Répondant à l’offre de la Compagnie thermique du Gol pour l’extension de sa centrale de Saint-Louis, la multinationale italienne Ansalo a obtenu le marché, qu’elle a à son tour concédé en sous-traitance à une entreprise thaïlandaise.
C’est la loi du marché. Loi impitoyable, véritable loi de la jungle où seul compte la recherche du profit maximum.
Il y a déjà eu de nombreuses réactions et protestations contre ce scandale. Qu’il s’agisse des représentations syndicales, des autorités préfectorales - qui affirment n’avoir pas encore donné leur accord pour l’octroi de visas à ces ouvriers - et de nombreux élus du Sud, dont la micro-région affiche 45% de taux de chômage. Et l’on peut augurer que l’opinion publique réunionnaise ne restera pas sans réaction car la crise de l’emploi locale est d’une ampleur telle que nul ne saurait décemment accepter de voir La Réunion être privée de ces emplois.

Estéfany


Réactions

o Syndicats :
une mise en concurrence des salariés scandaleuse

"Les organisations syndicales signataires condamnent le fait que la construction d’une chaudière, dans le cadre de l’extension de la Centrale thermique du Gol, soit assurée par des travailleurs taïwanais surexploités dont la société intervient en sous-traitance de la multinationale italienne ANSALO.
Sur le fond et compte tenu de la situation du chômage massif et durable que connaît note île, cela est profondément scandaleux.
Cette situation était prévisible par les autorités préfectorales qui délivrent les visas.
Il est regrettable que cette affaire éclate au travers d’un journal.
La responsabilité du maître d’ouvrage qu’est la Centrale thermique du Gol est directement engagée. Quelle est sa responsabilité au sujet de l’emploi des Réunionnais et de la cohésion sociale de l’île ? Celle-ci doit-elle s’effacer devant les intérêts purement financiers ?
Nous avons là une application par anticipation de la directive Bolkestein et de la politique de dumping social par mise en concurrence des salariés.
Les organisations syndicales signataires appellent l’ensemble des salariés, et au-delà, la population réunionnaise à suivre de près cette affaire et à riposter en tant que de besoin."

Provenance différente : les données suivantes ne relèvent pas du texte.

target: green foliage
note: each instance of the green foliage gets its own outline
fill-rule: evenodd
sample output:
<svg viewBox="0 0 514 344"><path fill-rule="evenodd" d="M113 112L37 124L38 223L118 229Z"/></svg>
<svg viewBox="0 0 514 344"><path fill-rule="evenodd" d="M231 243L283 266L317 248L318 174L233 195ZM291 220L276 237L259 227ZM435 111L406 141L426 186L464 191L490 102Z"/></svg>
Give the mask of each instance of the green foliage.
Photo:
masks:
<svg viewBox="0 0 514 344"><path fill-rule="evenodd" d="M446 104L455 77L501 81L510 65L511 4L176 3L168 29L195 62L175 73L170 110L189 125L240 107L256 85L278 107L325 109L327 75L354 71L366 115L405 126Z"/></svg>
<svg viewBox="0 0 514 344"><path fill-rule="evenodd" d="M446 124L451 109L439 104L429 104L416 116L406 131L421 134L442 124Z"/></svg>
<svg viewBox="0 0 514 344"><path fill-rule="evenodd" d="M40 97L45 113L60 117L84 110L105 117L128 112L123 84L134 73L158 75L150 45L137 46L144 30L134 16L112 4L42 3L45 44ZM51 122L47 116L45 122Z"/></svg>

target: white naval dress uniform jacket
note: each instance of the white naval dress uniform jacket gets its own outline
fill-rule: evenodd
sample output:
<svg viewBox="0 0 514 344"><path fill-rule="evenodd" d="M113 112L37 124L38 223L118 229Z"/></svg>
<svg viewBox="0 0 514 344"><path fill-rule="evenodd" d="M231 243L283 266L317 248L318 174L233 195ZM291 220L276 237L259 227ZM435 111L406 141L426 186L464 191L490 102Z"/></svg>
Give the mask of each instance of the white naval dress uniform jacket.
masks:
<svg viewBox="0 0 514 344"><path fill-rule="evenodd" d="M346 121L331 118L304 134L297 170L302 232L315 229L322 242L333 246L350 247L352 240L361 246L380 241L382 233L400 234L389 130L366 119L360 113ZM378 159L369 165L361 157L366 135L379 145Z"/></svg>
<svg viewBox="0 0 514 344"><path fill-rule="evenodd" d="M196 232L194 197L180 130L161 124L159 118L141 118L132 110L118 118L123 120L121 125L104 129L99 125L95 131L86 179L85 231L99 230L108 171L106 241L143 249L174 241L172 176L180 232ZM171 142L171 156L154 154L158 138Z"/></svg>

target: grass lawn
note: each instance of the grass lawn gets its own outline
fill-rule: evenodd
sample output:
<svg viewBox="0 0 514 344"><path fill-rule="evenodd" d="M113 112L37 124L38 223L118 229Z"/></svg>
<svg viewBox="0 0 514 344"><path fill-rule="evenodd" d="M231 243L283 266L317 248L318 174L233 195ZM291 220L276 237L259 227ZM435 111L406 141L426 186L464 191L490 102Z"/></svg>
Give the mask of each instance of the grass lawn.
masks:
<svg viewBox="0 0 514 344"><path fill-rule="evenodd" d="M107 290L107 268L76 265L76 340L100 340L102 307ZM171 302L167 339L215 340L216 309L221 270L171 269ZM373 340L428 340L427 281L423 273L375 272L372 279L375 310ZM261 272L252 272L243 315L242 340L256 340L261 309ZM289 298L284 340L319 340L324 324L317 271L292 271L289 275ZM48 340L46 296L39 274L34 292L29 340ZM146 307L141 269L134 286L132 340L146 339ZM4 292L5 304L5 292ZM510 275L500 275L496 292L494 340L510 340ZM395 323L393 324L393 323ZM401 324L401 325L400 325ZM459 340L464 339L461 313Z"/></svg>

o Le Collectif de lutte contre l’exclusion :
empêcher "“Humiliation” des Réunionnais"

Dans un communiqué diffusé hier, le C.L.E. (Collectif de lutte contre l’exclusion), sous la signature de son président, Jean-Pierre Técher, se dit "indigné et révolté" par la décision de l’entreprise ANSALO de "faire venir 150 ouvriers taïwanais pour réaliser des travaux de soudure" à la Centrale thermique du Gol. Le C.L.E. déplore que "dans ce contexte de chômage aussi important que connaît notre île" et "du peu de déboucher offert à notre jeunesse qui arrive chaque année sur le marché de l’emploi", cette décision seule équivaut plus à "une déclaration de guerre qu’à une simple provocation".
Le C.L.E. interpelle l’ensemble des élus et des services de l’État pour "empêcher cette “humiliation” des Réunionnais". Aussi, le Collectif "met en garde des électeurs réunionnais pour leur dire qu’ils ont là un avant-goût de ce qui va se produire si jamais ils votaient “oui”" au référendum sur le traité de Constitution européenne le 29 mai prochain.


o Agir pou nout tout : Si la Constitution européenne lé voté,
voilà sate i arrivé oté !

L’association Agir pou nout tout a quant à elle réagi en écrivant un poème :

“In constitution bandée !!!”

Kamarad, fo fé pète la kole,

Agarde l’usine du Gol,
la pa embauche kréol

Si la Constitution européenne lé voté,
voilà sate i arrivé oté !

D’autre main-d’œuvre arrivera,
sur la paille, tu dormiras.

La loi y pourra rien faire,
La Réunion sera un enfer.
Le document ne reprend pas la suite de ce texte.